Il presidente Pellegrini non cerca più scuse dinanzi ai suoi tifosi ed allarga i cordoni della borsa. Subito dopo l’Europeo, ecco Brehme e Matthäus. Il posto per il terzo straniero sarebbe occupato da Rabah Madjer, il Tacco di Allah, ma le visite mediche evidenziano i prolungati postumi di un infortunio e per questo viene assoldato l’esperto Ramon Angel Diaz dalla Fiorentina. A centrocampo arriva anche Alessandro Bianchi dal Cesena, mentre sono quasi sette e mezzo i miliardi che finiscono nelle casse dei viola per avere il cartellino di Nicola Berti. Nasce, da subito, un amore che dura tuttora.

Nicola Berti Inter

Il resto è storia. Il suo fare sgraziato e dannatamente concreto lo fanno immediatamente salire in cima agli indici di gradimento della tifoseria bauscia, con la quale nasce un feeling unico, irripetibile. Segna sette reti in campionato, ma il capolavoro è rappresentato dalla cavalcata nella neve di Monaco di Baviera contro il Bayern in Coppa UEFA: la telecronaca di Bruno Pizzul l’ha resa ancor più memorabile di quanto già non fosse.
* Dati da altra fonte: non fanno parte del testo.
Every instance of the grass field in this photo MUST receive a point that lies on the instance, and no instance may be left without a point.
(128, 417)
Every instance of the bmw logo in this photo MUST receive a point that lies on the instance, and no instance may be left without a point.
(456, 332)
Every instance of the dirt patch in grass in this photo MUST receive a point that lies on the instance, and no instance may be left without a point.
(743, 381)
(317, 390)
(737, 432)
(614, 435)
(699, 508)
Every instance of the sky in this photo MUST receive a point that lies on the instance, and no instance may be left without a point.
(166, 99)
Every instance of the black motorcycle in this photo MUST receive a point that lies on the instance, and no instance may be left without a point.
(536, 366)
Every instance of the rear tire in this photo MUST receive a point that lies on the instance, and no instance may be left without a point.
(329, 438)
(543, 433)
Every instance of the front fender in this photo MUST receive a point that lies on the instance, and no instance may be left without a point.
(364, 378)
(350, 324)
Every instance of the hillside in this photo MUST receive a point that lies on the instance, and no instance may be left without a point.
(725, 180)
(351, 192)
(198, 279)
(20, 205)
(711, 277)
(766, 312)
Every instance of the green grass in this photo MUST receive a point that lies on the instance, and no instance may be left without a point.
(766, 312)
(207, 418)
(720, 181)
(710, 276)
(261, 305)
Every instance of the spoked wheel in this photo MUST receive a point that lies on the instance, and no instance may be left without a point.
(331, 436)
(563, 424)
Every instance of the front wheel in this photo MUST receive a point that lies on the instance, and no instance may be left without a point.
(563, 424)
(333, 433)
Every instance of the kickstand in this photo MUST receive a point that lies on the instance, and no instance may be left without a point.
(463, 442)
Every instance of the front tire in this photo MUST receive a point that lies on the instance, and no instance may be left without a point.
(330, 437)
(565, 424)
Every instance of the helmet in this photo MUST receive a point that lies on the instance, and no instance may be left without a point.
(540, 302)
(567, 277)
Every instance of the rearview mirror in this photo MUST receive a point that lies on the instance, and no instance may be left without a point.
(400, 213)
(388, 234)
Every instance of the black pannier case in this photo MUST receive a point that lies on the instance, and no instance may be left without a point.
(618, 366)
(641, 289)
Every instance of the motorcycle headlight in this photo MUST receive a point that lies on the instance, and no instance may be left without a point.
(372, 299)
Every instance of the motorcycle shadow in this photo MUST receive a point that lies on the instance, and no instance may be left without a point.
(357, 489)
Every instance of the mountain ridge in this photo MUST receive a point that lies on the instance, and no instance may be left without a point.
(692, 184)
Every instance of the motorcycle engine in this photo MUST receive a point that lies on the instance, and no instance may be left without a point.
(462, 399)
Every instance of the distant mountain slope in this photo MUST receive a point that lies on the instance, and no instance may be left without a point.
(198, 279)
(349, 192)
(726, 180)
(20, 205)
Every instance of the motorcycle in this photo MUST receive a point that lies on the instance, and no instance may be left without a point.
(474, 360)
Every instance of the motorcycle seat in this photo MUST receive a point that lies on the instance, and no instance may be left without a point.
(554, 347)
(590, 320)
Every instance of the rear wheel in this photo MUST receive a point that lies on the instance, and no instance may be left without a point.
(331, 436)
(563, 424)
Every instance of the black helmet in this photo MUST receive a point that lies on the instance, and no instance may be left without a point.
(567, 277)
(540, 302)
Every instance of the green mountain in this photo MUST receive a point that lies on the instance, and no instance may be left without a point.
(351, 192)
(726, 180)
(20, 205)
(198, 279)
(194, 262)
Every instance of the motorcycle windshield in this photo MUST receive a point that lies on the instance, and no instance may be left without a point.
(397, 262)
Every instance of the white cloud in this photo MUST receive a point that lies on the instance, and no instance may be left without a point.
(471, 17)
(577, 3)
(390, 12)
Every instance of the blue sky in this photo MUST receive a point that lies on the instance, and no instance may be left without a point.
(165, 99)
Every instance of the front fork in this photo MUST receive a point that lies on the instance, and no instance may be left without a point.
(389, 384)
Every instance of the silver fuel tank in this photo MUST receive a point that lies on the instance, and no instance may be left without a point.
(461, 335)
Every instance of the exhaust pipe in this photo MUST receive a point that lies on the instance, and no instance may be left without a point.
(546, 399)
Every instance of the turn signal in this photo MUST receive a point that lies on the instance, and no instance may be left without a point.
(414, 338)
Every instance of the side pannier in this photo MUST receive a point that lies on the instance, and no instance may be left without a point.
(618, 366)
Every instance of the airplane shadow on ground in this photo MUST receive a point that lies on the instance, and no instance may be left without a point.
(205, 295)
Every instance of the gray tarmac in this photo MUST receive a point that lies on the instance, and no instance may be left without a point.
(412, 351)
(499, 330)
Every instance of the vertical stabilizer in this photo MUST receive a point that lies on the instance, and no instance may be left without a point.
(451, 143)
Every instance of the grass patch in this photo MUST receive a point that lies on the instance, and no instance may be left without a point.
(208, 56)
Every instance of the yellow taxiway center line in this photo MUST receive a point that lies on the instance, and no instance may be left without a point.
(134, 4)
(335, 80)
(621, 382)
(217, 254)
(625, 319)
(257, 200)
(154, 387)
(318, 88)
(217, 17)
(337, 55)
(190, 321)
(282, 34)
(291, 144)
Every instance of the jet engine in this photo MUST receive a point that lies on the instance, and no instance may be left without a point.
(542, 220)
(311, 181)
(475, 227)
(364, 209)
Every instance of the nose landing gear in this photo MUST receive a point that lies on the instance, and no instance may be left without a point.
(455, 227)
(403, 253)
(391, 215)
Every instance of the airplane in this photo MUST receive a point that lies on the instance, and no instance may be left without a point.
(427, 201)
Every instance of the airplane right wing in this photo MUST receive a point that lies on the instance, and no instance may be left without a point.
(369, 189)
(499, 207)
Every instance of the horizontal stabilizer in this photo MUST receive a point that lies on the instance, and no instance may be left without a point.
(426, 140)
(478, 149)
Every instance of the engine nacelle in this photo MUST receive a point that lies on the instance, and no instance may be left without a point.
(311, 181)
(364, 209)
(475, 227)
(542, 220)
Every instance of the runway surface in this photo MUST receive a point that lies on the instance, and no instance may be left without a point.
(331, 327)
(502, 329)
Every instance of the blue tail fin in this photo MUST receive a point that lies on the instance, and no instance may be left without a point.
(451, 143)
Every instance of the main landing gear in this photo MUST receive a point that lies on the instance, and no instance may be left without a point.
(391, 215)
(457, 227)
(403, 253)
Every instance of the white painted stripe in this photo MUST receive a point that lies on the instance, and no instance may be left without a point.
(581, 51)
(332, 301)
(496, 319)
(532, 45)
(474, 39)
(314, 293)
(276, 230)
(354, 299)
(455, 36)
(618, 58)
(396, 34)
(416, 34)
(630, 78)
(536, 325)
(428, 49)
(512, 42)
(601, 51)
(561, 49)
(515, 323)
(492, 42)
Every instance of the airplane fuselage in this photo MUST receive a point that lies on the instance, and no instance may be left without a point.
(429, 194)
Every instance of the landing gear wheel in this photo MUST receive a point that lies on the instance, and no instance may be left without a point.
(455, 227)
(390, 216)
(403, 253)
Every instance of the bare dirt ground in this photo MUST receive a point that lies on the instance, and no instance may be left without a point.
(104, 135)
L’altra parte di Milano, quella rossonera e padrona incontrastata d’Europa, lo elegge a plebiscito come “nemico” numero uno. «Per farsi dei nemici non è necessario dichiarare guerra, basta dire quello che si pensa». Era Martin Luther King ad affermarlo, in circostanze diametralmente opposte e, forse, nemmeno parificabili al nostro caso. Ma rende bene l’idea di quel che fosse Nicola agli occhi dei cugini. Un amuleto al contrario. I suoi calzettoni, puntualmente abbassati, per palesare agli avversari un senso di sfida, quasi di tracotanza. Lo affermò lo stesso Nicola: «Volevo dimostrare di essere coraggioso, volevo sfidare tutti».

E di sfide, fino al 1998, ne ha vinte tante. Insieme allo Scudetto dei Record, anche tre Coppe UEFA, due delle quali portano in calce la sua firma, ben visibile: quelle del 1991 e del 1994. In mezzo, due Mondiali disputati con la maglia dell’Italia. Due titoli sfiorati. Ma con la consapevolezza di non aver mai chinato la testa.

Nicola Berti Italia

L’addio alla maglia, formalmente, giunge all’indomani di una sfida che può valere lo Scudetto, a San Siro, contro la Juventus. In campo ci sono Djorkaeff e Ronaldo. Berti siede lì, in panchina, là dove non può dare il suo consueto contributo, se non nello spogliatoio. Ed è proprio in quei freddi giorni di gennaio che matura la decisione di dire basta: ci sarà tempo, spazio e modo per riconciliarsi con la tifoseria. La chiamata dell’amico Klinsmann lo convince ad accettare l’offerta del Tottenham: «Ricordo, di quei giorni, un solo colore: il grigio del cielo, uguale quello dei miei sentimenti. Stava svanendo tutto, sotto la pioggia gelida e tra la nebbia che voleva impedire al mio aereo di partire, direzione Londra. Che addio in sordina, per Berti, pensavo. Ero triste, ma era giusto andare» scrive Nicola in una sua “Lettera all’Inter”.

Nicola Berti Tottenham

Ma non è che un arrivederci. Berti è parte dell’Inter e l’Inter è parte di Berti. L’animo indomito, le sue corse e il suo carattere non vengono certo dimenticati. Anche perché, Nicola, rimarrà sempre il ragazzo con l’amata numero otto sulle spalle che ricorda: «Sono lì, sotto la Nord. Avviso tutti: adesso vi faccio gol. E faccio gol. Berti, sotto la Nord, contro il Milan. Quella è l’Inter!».

Oggi sono 53. Ma la sua immagine non invecchierà mai. E quel ciuffo pieno di gel, il suo sorriso sornione e l’aria disincantata lo accompagneranno sempre. Oggi più che mai.